Closed anguoyang closed 11 months ago

anguoyang commented 11 months ago

Hi @ZhenglinZhou , there is a para named with metadata_path, where can I get it?

python evaluate.py --device_ids=0 \
                   --model_path=${model_path} --metadata_path=${metadata_path} \
                   --image_dir=${image_dir} --data_definition={WFLW, 300W, COFW} \ 

btw, I downloaded the 300w dataset, it seems the annotation of the test data included in test.ts, just wonder how you split it into full, common and challenge and evaluate them respectively? it seems there is no item in the annotation to tell which image is challenge, thank you

ZhenglinZhou commented 11 months ago

Hi @anguoyang!

You can extract the subset of 300W and COFW from the full TSV files by using the image file name provided in the official split files.

If you have any question, feel free to leave a comment.
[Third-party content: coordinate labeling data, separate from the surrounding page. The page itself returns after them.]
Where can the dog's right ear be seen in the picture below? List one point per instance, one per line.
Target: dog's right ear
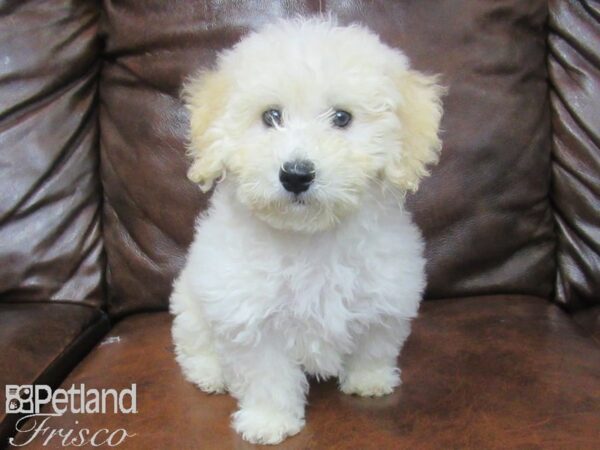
(205, 97)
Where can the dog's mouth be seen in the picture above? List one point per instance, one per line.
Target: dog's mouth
(299, 200)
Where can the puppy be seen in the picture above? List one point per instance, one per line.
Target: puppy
(306, 262)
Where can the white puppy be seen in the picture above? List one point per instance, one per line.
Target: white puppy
(306, 262)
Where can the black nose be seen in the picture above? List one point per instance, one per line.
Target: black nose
(296, 176)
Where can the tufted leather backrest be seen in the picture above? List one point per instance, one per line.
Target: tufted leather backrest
(485, 211)
(50, 237)
(574, 67)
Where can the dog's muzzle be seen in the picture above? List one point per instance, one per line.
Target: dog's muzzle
(297, 176)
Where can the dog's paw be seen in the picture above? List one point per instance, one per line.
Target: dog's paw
(264, 426)
(371, 382)
(203, 371)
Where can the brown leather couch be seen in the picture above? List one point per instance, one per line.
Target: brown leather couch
(96, 214)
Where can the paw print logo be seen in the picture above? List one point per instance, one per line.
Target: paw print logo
(19, 399)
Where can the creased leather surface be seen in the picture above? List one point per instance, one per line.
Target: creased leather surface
(485, 210)
(478, 373)
(574, 67)
(40, 342)
(50, 239)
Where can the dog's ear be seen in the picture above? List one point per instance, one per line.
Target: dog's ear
(419, 111)
(205, 97)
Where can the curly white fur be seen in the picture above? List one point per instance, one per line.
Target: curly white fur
(273, 287)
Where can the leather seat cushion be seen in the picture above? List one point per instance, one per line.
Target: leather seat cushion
(41, 343)
(481, 372)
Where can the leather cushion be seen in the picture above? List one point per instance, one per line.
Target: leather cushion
(485, 210)
(574, 69)
(40, 342)
(50, 238)
(483, 372)
(589, 320)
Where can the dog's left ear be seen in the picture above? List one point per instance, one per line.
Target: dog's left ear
(419, 111)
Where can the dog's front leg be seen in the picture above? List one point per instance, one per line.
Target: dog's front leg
(271, 389)
(371, 370)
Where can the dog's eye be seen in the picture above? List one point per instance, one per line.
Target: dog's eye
(272, 117)
(341, 118)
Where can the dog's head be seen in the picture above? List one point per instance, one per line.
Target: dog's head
(304, 116)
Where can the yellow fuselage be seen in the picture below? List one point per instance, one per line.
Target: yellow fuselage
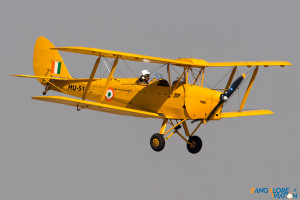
(186, 101)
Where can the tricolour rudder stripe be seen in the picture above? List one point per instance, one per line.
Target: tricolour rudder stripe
(45, 59)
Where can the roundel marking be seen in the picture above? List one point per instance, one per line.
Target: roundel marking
(110, 93)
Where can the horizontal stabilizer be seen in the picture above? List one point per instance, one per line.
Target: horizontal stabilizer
(42, 77)
(245, 113)
(82, 104)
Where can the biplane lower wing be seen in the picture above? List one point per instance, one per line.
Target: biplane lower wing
(82, 104)
(245, 113)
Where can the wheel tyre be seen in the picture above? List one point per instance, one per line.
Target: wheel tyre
(157, 142)
(196, 144)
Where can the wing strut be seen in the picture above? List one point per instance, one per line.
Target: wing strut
(109, 78)
(91, 78)
(183, 73)
(248, 88)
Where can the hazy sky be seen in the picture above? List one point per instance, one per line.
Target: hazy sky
(49, 151)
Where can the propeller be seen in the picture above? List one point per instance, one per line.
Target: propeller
(225, 96)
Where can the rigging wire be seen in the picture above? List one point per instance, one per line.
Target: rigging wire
(129, 67)
(222, 78)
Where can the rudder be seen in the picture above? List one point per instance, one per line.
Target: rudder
(47, 62)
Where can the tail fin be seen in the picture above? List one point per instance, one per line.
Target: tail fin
(47, 62)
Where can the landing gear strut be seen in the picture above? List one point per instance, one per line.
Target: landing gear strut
(157, 142)
(193, 144)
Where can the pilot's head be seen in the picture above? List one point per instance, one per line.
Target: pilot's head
(145, 75)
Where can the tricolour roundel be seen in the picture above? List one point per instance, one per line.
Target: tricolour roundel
(110, 93)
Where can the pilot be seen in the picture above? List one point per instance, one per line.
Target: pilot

anguoyang commented 11 months ago

@ZhenglinZhou thanks, understand, but the evaluation result on 300w-full is 0.0287 with the evaluate.py, your report is 2.87, which is 100 times, is it correct?

ZhenglinZhou commented 11 months ago

@anguoyang Yes. We follow the previous research that report NME in percentage format, indicating that the result should be 2.87% = 0.0287 * 100%.